It has been the best part of four years since the release of the grandiose and sonically immense Neon Bible an album so enormous in scope and colossal in sound it was declared an independent republic with its own national anthem Intervention.
Now Arcade Fire have returned with The Suburbs which has already been incessantly compared by music aficionados as Arcade Fire s OK Computer or Automatic for the People despite the fact that those albums are so deeply imbued with emotional resonance for those reviewers that an to attempt to make an objective comparison would be both deeply foolish and journalistically indolent.
Perhaps reflective of the title, this offering is a sprawling sixteen track neighbourhood replete with the usual mix of local extraverts weirdoes and conformists.
For existing fans of Arcade Fire you may think that you are familiar with the troupe of Canadians who have newly moved from obscurity into suburban mp3 players. You saw the removal men take in the glockenspiels violas and French horns and you knew what to expect but when they had their first house party and you were not invited their first track is all piani and unfamiliar.
Arcade Fire almost developed a leitmotif with Funeral and Neon Bible and although you will recognise them, they do sound different here.
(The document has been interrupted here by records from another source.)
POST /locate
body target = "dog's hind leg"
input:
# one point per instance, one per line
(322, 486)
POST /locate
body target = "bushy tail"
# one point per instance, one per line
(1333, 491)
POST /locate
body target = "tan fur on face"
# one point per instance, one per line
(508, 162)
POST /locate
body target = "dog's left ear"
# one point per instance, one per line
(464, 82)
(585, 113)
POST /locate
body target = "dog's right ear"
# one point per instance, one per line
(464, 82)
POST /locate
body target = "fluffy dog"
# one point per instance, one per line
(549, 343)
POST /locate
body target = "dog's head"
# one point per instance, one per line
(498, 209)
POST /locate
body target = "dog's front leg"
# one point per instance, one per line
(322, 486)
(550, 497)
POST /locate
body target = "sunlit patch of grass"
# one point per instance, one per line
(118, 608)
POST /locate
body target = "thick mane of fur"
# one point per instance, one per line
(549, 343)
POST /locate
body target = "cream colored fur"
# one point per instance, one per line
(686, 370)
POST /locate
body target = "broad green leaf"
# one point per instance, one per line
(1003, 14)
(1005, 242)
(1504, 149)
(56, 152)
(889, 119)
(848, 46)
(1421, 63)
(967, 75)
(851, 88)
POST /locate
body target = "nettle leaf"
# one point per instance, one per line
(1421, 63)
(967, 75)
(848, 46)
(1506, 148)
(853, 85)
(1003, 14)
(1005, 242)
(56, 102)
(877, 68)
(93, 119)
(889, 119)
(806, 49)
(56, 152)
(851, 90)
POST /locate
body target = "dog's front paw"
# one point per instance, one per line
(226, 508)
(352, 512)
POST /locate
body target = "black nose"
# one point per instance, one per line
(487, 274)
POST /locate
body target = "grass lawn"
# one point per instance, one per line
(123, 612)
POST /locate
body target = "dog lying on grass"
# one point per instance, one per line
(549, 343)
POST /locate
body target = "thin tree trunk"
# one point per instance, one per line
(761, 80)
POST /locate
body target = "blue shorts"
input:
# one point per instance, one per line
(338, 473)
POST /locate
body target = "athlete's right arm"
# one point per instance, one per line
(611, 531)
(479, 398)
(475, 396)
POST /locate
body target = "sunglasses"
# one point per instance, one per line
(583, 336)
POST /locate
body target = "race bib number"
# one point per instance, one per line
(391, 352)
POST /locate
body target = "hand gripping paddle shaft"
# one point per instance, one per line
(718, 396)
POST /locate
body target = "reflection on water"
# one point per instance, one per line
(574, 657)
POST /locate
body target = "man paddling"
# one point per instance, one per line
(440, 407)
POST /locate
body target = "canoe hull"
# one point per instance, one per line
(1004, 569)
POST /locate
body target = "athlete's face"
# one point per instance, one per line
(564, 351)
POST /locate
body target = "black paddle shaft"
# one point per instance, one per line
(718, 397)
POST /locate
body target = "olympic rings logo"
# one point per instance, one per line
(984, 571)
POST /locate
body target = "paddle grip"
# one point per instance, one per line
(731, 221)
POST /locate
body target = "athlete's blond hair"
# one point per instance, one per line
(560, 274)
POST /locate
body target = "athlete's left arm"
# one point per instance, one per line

Urgent with Month of May poppy with Sprawl II and introspective with We Used to Wait.
Less likely to thrill but certainly providing accomplished chord progressions are Rococo and City With No Children the latter being somewhat atypical and riffy for Arcade Fire.
Rightfully you should be apprehensive of such an expansive musical metropolis and almost inevitably a record of such verboseness will be contractually obliged to contain a higher percentage of less welcome tracks. You will skip.
Admittedly a fairly obscure and difficult to love band, Arcade Fire go from strength to super-strength with The Suburbs.
Although the songs are less big here they are more like songs and less like operatic performance and maybe this could just make them the household name they probably deserve to be.
Difficult third album? Different third album.